For many years the Catholic Church and the Lutheran World Federation have enjoyed close contacts and participated in intensive ecumenical dialogue. This exchange of ideas has been most productive and promising. Indeed, one of the results of this fruitful dialogue is the Joint Declaration on Justification, which constitutes a significant milestone on our common path to full visible unity. This is an important achievement. In order to build on this accomplishment, we must accept that differences remain regarding the central question of justification; these need to be addressed, together with the ways in which God’s grace is communicated in and through the Church.

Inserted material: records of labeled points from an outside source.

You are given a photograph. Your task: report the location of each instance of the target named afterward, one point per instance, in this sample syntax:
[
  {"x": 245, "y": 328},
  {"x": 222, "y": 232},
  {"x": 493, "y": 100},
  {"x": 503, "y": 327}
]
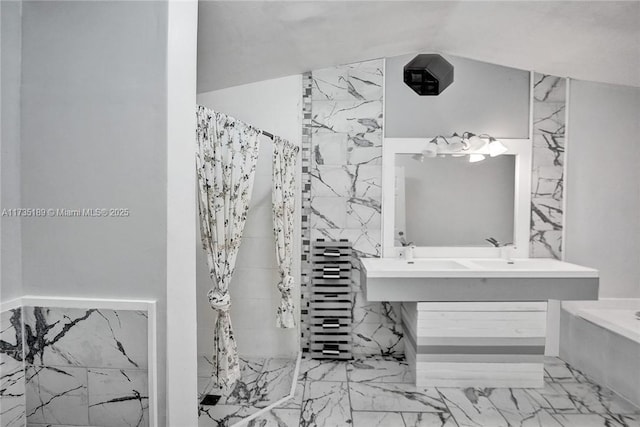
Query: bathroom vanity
[
  {"x": 476, "y": 322},
  {"x": 474, "y": 311}
]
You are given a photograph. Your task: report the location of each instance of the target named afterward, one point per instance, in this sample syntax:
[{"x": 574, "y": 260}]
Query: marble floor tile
[
  {"x": 322, "y": 370},
  {"x": 597, "y": 420},
  {"x": 471, "y": 407},
  {"x": 326, "y": 403},
  {"x": 428, "y": 419},
  {"x": 519, "y": 408},
  {"x": 57, "y": 395},
  {"x": 563, "y": 372},
  {"x": 277, "y": 418},
  {"x": 377, "y": 419},
  {"x": 118, "y": 398},
  {"x": 223, "y": 415},
  {"x": 591, "y": 398},
  {"x": 553, "y": 398},
  {"x": 247, "y": 390},
  {"x": 12, "y": 390},
  {"x": 382, "y": 371},
  {"x": 296, "y": 401},
  {"x": 367, "y": 396},
  {"x": 275, "y": 381}
]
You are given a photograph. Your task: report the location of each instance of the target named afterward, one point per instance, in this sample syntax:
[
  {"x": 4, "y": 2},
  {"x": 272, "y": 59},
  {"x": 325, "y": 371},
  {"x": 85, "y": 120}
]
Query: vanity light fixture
[
  {"x": 475, "y": 157},
  {"x": 477, "y": 147},
  {"x": 496, "y": 147}
]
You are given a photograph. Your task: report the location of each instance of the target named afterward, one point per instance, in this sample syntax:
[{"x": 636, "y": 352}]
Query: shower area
[{"x": 248, "y": 256}]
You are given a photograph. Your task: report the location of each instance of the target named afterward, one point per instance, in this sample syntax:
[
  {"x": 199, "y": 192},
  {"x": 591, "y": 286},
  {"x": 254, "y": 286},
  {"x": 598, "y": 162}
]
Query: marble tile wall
[
  {"x": 12, "y": 385},
  {"x": 83, "y": 367},
  {"x": 547, "y": 180},
  {"x": 342, "y": 168}
]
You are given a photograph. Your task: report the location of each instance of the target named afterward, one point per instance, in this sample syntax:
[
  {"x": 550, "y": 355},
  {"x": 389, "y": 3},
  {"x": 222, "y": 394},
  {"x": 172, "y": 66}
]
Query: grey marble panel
[
  {"x": 57, "y": 395},
  {"x": 12, "y": 390},
  {"x": 326, "y": 403},
  {"x": 352, "y": 117},
  {"x": 472, "y": 407},
  {"x": 91, "y": 337},
  {"x": 118, "y": 397},
  {"x": 11, "y": 331},
  {"x": 347, "y": 82},
  {"x": 369, "y": 396},
  {"x": 329, "y": 212},
  {"x": 548, "y": 166},
  {"x": 330, "y": 149}
]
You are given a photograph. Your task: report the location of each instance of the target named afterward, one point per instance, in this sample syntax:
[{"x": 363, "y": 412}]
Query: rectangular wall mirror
[
  {"x": 447, "y": 201},
  {"x": 447, "y": 206}
]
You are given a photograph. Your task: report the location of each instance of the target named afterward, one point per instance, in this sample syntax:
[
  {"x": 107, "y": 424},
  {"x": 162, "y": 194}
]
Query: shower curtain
[
  {"x": 226, "y": 163},
  {"x": 283, "y": 202}
]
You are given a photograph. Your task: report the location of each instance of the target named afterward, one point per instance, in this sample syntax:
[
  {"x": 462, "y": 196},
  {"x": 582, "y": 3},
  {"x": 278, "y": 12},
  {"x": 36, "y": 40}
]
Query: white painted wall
[
  {"x": 272, "y": 105},
  {"x": 10, "y": 239},
  {"x": 182, "y": 335},
  {"x": 603, "y": 184},
  {"x": 94, "y": 134}
]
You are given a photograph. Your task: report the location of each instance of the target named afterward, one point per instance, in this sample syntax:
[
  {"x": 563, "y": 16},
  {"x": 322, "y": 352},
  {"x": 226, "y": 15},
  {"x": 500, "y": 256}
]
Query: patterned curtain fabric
[
  {"x": 283, "y": 199},
  {"x": 226, "y": 162}
]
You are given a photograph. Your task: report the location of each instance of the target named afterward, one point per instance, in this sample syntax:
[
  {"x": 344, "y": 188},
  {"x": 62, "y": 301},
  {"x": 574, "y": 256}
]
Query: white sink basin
[
  {"x": 419, "y": 264},
  {"x": 531, "y": 264},
  {"x": 474, "y": 267},
  {"x": 474, "y": 279}
]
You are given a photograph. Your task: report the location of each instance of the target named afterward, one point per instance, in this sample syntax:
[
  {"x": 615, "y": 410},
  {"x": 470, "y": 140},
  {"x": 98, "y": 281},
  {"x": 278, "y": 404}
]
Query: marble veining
[
  {"x": 342, "y": 164},
  {"x": 378, "y": 392},
  {"x": 92, "y": 337},
  {"x": 57, "y": 395},
  {"x": 326, "y": 403},
  {"x": 12, "y": 390},
  {"x": 80, "y": 367},
  {"x": 118, "y": 397},
  {"x": 547, "y": 191}
]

As I mentioned during my recent visit to Cologne, I hope the future progress of our dialogue on these issues will not only be placed in a context of “institutional” questions, but will take into account the true source of all ministry in the Church. In fact, the mission of the Church is to witness to the truth of Jesus Christ, the Word made flesh. Word and witness go together: the Word calls forth and gives form to the witness; the witness derives its authenticity from total fidelity to the Word, as expressed and lived in the apostolic community of faith under the guidance of the Holy Spirit.
The International Lutheran Roman-Catholic Commission on Unity will soon complete its fourth phase of dialogue and publish its findings in a document on the Apostolicity of the Church. We are all aware that our fraternal dialogue is challenged not just by the need to verify the reception of these shared formulations of doctrine in our respective communions, but even more so today by a general climate of uncertainty regarding Christian truths and ethical principles which formerly went unquestioned. This common patrimony in certain cases is being undermined by changed hermeneutical approaches.
Our ecumenical path together will continue to encounter difficulties and will demand patient dialogue. I draw much encouragement, however, from the solid tradition of serious study and exchange which has characterized Catholic-Lutheran relations over the years. We are comforted by the fact that our search for unity is guided by the presence of the Risen Lord and by the inexhaustible power of his Spirit “which blows where it wills” (Jn 3:8). As we prepare to mark the five-hundredth anniversary of the events of 1517, we should intensify our efforts to understand more deeply what we have in common and what divides us, as well as the gifts we have to offer each other. By persevering in this journey we pray that the face of Christ may shine ever more brightly in his disciples in order that all may be one so that the world may believe (cf. Jn 17:21).
Let us thank God for all that has been achieved so far in Catholic-Lutheran relations, and let us pray that we may continue to move together towards the unity that the Lord wills.